If conscious, the patient with tension pneumothorax is severely short
of breath and blood pressure is low. If unconscious, the patient may
simply be hypotensive and not breathing well.
If you listen over the chest for breath sounds, you may appreciate a
loss of breath sounds on the side of the pneumothorax, but this may be
difficult to appreciate in the emergency setting.

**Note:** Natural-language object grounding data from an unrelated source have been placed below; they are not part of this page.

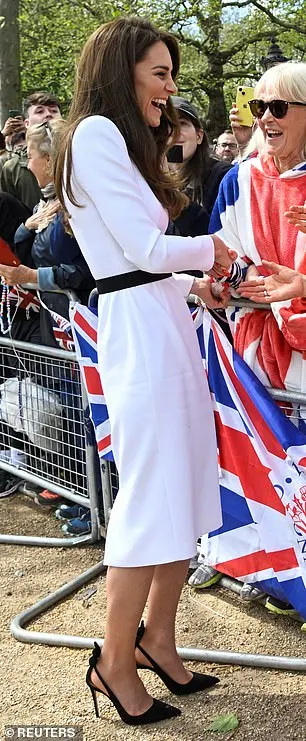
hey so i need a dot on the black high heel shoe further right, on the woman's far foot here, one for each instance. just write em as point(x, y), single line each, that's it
point(197, 682)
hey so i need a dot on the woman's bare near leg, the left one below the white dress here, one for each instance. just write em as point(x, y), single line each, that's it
point(127, 591)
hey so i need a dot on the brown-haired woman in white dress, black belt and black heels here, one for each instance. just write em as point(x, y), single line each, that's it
point(111, 180)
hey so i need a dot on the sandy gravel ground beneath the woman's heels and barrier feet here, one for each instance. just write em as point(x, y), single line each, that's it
point(44, 685)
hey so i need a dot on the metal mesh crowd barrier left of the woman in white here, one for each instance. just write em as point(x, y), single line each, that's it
point(54, 433)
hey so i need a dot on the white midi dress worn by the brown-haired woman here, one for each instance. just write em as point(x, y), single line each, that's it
point(160, 411)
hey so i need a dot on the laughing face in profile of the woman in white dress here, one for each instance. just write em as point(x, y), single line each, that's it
point(153, 82)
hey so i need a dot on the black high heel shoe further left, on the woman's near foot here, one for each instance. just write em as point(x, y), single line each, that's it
point(158, 710)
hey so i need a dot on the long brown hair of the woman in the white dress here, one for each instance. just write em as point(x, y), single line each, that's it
point(105, 86)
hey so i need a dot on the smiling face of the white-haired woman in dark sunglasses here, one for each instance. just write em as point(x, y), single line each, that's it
point(284, 137)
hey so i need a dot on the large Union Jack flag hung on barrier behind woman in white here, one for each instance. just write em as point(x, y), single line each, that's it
point(262, 459)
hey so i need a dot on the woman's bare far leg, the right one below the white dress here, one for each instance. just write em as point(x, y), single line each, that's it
point(159, 636)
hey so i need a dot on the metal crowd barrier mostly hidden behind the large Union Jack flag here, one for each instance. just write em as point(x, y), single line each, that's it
point(110, 488)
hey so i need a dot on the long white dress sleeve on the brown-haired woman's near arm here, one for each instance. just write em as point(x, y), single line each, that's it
point(103, 171)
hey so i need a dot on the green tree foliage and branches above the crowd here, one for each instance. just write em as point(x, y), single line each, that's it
point(222, 42)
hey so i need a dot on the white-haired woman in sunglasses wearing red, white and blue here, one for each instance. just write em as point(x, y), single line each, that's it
point(250, 217)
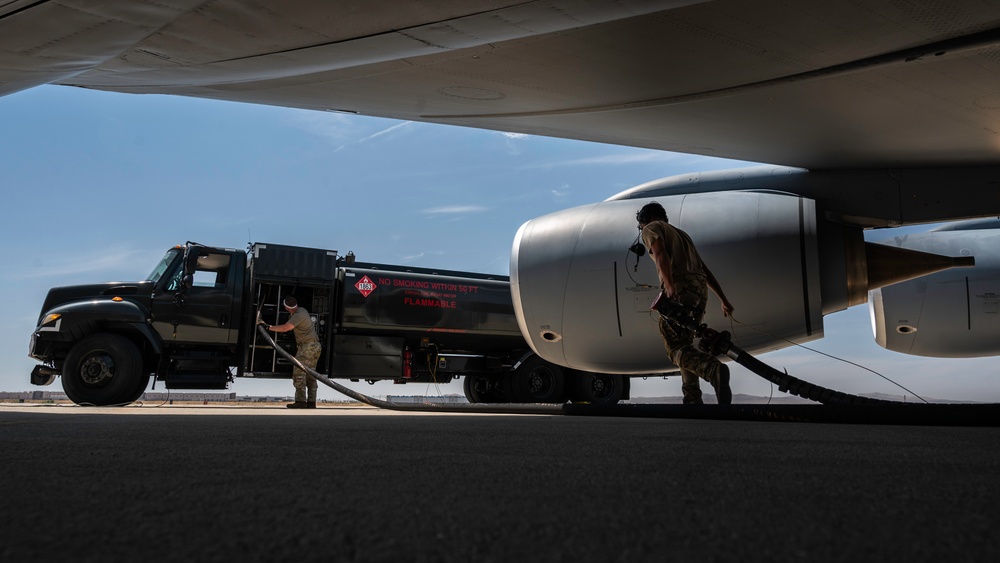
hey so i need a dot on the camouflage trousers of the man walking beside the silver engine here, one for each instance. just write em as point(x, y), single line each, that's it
point(692, 291)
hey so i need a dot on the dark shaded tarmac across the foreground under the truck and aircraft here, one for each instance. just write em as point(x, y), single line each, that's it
point(359, 484)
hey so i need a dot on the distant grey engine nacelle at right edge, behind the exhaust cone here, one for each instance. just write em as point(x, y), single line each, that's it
point(951, 314)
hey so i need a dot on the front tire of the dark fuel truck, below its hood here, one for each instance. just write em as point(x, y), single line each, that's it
point(103, 369)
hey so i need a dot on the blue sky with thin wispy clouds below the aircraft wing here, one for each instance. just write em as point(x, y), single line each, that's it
point(97, 186)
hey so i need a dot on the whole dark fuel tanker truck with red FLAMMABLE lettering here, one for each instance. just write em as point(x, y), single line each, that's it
point(191, 325)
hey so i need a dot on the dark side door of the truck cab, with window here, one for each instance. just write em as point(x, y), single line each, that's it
point(206, 313)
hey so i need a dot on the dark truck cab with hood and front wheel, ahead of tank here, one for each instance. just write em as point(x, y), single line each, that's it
point(182, 323)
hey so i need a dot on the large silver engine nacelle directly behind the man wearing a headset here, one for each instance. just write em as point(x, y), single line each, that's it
point(582, 299)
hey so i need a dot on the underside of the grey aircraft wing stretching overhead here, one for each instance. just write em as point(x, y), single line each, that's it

Another method is to feel the patient’s neck. The trachea shifts away
from the side with the tension pneumothorax.
If you cannot hear breath sounds in either side of the chest, the trachea
is in the midline, and the patient is in shock, treat both sides of the
chest. The patient may have bilateral tension pneumothoraces.
Equipment Needed
1. Large catheter for intravenous access (12 or 14 gauge). A large-bore
needle can be used if a catheter is not available, but the catheter is
safer. The needle can injure an underlying structure more easily.
2. Betadine, if available.
Procedure
1. Apply Betadine to the chest. Simply pour it on—this is an emergency!
2. Place the catheter, with the needle in place, into the affected side of
the chest at the second interspace in the midclavicular line (the
imaginary line drawn perpendicular to the clavicle at its midpoint).
3. Locate the second interspace.
• The second interspace is the space between ribs 2 and 3.
• It can be located by feeling for the spot on the breastbone (sternum)
where the manubrium and sternum meet (the point where
you can feel an elevation in the bone as you rub your fingers up
and down the breastbone).
• Move your fingers to the right or left chest (depending on where
the problem is). You should be at the second interspace when you
are at the midclavicular line.
4. The intercostal vessels run just below each rib. To prevent injury to
these vessels, the catheter should be inserted into the chest at the
second interspace just above the third rib.
5. If you inserted a catheter, remove the needle, but leave the catheter
in place. You will hear a big whoosh from the escaping air.
6. Leave the catheter in place until help arrives.
7. If you used a needle, you should hear the air escape as soon as you
enter the pleural space. Leave the needle in place until help arrives.
8. The patient requires a chest tube for definitive treatment of the
pneumothorax, but you may have just saved the patient’s life.


Emergency needle thoracostomy. At the midclavicular line, insert a large (14-
gauge) needle or vascular catheter into the chest at the second interspace just
above the third rib. You will hear a large rush of air when the needle enters the
chest.

Bibliography
1. Creech O, Pearce CW: Stab and gunshot wounds of the chest. Am J Surg 105: 469–483,
1963.
2. Melio FR: Priorities in the multiple trauma patient. Emerg Med Clin North Am
16:29–43, 1998.
3. Simon RR, Brenner BE: Emergency Procedures and Techniques, 3rd ed. Baltimore,
Williams & Wilkins, 1994, pp 71–75.
4. Walls RM: Cricothyroidotomy. Emerg Med Clin North Am 6:725–736, 1988.
5. Walls RM: Management of the difficult airway in the trauma patient. Emerg Med Clin
North Am 16:45–61, 1998.




Case Study


An 18-year-old man is brought into the hospital after being stabbed in
the right upper arm with an icepick. He complains of pain in the arm
but otherwise seems to be uninjured. You roll up his sleeve to examine
the arm and see entrance and exit sites. Since he has good pulses in
the extremities, you think that he is stable. While you are doing some
paperwork, he becomes very short of breath and hypotensive. What
happened?
If you had removed his shirt, you would have seen that the puncture
went through the arm and into the right chest. A pneumothorax developed.
Because he was young and healthy, he was able to tolerate it
until the pressure built up in the chest cavity. At that point he developed
a tension pneumothorax—a true emergency!
Only when the patient is stable from the perspective of the ABCs can you undertake
specific evaluation of more obvious injuries.